Il Pd: «Terzo settore tartassato»
La Regione non toglie l’Irap alle Associazioni di volontariato, chiesta una legge
L’AQUILA. «La Regione aiuti il Terzo settore», lo invocano il capogruppo del Pd, Silvio Paolucci e il consigliere Antonio Blasioli attraverso una risoluzione presentata ieri in Commissione regionale Bilancio. I due esponenti dell’opposizione chiedono di estendere l'esenzione lrap a tutti gli enti non commerciali presenti nel Registro unico nazionale del Terzo settore, per evitare che le spese e gli oneri a loro carico siano più imponenti delle loro attività a livello contabile. Parliamo di centinaia di sigle che rappresentano in Abruzzo la galassia del volontariato da sostenere con una misura che può essere concretizzata già dal 2024. Non c’è nulla di più sostanziale ed equo per realtà che ogni giorno trattano, senza trarne alcun profitto, materie sensibili, si occupano di soggetti fragili e lo fanno fra mille difficoltà burocratiche e di altro tipo.

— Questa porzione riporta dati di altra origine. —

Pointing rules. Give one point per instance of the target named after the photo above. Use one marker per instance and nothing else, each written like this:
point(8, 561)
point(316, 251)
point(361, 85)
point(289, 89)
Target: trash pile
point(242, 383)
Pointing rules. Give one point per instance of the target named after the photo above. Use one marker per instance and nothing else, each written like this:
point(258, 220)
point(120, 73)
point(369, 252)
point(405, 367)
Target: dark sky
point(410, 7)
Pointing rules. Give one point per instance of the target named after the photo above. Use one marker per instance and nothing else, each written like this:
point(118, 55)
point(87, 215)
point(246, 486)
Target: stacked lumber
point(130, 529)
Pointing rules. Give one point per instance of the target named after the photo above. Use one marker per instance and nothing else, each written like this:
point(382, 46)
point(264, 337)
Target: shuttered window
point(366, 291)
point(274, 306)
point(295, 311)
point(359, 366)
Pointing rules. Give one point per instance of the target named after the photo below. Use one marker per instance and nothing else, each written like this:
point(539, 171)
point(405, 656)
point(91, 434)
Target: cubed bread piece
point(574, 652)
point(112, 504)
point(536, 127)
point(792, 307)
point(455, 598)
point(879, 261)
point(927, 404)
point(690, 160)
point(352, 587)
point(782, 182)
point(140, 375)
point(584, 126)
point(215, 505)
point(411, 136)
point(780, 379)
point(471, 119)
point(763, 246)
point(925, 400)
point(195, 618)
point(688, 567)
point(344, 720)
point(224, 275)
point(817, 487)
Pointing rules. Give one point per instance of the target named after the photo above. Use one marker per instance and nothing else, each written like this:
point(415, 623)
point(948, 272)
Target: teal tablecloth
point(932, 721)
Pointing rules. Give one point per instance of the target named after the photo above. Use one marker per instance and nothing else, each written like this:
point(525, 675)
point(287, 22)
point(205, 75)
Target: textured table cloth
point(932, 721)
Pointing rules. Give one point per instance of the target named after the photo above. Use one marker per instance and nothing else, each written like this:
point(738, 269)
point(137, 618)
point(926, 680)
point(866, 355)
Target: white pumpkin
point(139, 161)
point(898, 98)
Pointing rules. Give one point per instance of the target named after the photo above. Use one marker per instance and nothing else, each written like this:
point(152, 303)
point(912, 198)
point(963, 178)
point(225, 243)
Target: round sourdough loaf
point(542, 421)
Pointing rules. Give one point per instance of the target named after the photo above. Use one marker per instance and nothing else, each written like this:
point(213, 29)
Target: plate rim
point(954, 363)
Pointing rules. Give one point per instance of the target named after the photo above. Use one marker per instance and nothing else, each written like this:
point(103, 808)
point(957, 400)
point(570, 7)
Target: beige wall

«Il Codice del Terzo settore lascia alle Regioni la facoltà di agire», spiegano i due consiglieri dem, «ad oggi la Valle d'Aosta ha previsto l'esenzione senza nuovi o maggiori oneri per il bilancio regionale, così hanno fatto anche altre regioni prevedendo aliquote agevolate come Piemonte, Campania e Umbria. In Abruzzo le realtà di diritto e gli enti iscritti all'anagrafe unica delle Onlus sono esentati dal pagamento dell'Irap solo da quest'anno. Ma la situazione attuale, che si trova in una fase di transizione», sottolineano, «crea delle evidenti iniquità». La normativa vigente consente l’esenzione alle sole Onlus e quindi, senza una legge ponte, quelle che ora si chiamano Odv (ex Onlus) e Aps (non sempre Onlus), una volta trasmigrate nel Registro unico nazionale del Terzo settore, non potranno continuare a beneficiare dello sgravio dell'imposta regionale. «Serve un’iniziativa, che è quella chiesta nella risoluzione, invocata anche dalle realtà interessate, che estenda l'esenzione Irap, altrimenti», concludono i due esponenti del Pd, «molte di loro dovranno versare cifre consistenti e inconciliabili con bilanci che rispecchiano la natura non lucrativa dell'attività svolta, oltre a rendere vana la legge regionale approvata un anno fa». (l.c.)